Kepala Dinas Perikanan dan Kelautan, Kabupaten Lamongan Mustakim Arif membenarkan kalau ada perahu nelayan Lamongan yang kecelakaan di lepas pantai sebelah utara Pulau Madura. "Kapal Sido Mekar ini membawa 22 orang, dan berlayar dari Lamongan baru pada Kamis lalu," ujarnya.
Mustakim menuturkan, saat itu kondisi ke-22 nelayan yang sempat terombang ambing di tengah lautan selamat dan tidak ada satu pun korban jiwa. "Semua nelayan tersebut saat itu diselamatkan oleh KM Osam Tiger milik Camar Resourses Canada, perusahaan pengeboran minyak lepas Pantai Bawean sekitar pukul 12 malam. Dan saat ini berada di pengeboran lepas pantai milik Camar Resourses Canada yang ada di sebelah utara Pulau Madura," ungkapnya.
Kapal yang terkena hantaman ombak besar dan angin kencang itu menurut Mustakim sudah dalam perjalanan pulang ke Lamongan setelah sempat 5 hari melaut untuk mencari ikan. "Mereka sudah mendapatkan ikan sebanyak kurang lebih 5 ton ikan dan berniat untuk pulang," terangnya seraya mengatakan kalau kapal Nelayan jening porsen itu adalah milik Sujito, warga Keluarahan Blimbing, Kecamatan Brondong.

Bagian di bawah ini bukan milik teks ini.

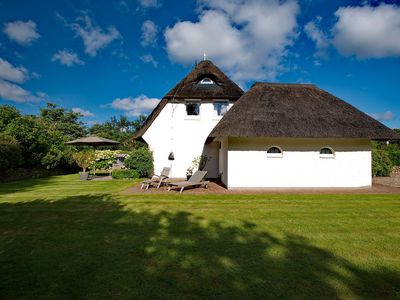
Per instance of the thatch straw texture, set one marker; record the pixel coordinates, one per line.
(298, 111)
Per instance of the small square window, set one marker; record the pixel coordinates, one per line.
(193, 108)
(220, 107)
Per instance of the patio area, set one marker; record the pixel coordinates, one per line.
(216, 188)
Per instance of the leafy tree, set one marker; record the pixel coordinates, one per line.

Mengenai identitas ke-22 nelayan tersebut, Mustakim belum mengetahui dengan pasti, hanya saja diketahui kalau sebagian nelayan tersebut adalah warga Blimbing, Kecamatan Brondong Lamongan. "Yang terpenting semua nelayan itu tidak ada yang menjadi korban dengan luka-luka yang serius," ungkapnya.

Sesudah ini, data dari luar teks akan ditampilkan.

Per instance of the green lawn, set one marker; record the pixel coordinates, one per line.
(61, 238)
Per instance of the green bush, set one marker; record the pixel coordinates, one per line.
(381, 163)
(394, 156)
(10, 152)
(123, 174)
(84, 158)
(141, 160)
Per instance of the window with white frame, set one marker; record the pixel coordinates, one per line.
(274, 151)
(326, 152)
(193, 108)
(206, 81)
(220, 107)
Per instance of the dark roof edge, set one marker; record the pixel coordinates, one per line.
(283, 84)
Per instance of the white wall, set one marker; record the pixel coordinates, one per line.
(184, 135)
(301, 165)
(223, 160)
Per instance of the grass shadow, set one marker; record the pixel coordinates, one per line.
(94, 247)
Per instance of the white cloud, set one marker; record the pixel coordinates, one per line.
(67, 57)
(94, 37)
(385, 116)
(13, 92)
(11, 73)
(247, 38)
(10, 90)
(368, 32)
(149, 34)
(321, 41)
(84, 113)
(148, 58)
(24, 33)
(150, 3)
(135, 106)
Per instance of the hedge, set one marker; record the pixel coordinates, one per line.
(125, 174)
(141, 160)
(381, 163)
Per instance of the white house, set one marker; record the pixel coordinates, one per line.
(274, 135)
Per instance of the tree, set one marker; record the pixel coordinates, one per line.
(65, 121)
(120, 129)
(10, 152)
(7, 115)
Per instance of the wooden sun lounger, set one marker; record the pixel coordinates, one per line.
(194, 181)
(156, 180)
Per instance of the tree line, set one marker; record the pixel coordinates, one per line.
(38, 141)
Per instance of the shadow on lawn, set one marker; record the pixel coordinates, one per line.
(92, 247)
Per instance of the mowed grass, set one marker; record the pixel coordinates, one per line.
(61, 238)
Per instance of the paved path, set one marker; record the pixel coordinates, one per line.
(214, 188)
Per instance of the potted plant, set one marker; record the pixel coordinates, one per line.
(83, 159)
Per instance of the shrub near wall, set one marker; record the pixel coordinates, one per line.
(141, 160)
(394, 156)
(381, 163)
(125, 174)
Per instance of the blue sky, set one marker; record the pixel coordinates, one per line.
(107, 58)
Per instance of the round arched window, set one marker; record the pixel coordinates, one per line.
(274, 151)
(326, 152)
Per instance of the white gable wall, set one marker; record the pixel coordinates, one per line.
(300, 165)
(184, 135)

Mengenai upaya pemulangan ke-22 nelyan tersebut, Mustakim menuturkan kalau siang ini para nelayan akan dijemput oleh Dinas Perikanan dan Kelautan di Tanjung Perak Surabaya. "Jam 4 nanti para nelayan ini akan diikutkan kapal milik Camar Resources Canada yang akan berlabuh di Tanjung perak dari pengeboran lepas pantai Pulau Madura," jelas Mustakim. (bdh/bdh)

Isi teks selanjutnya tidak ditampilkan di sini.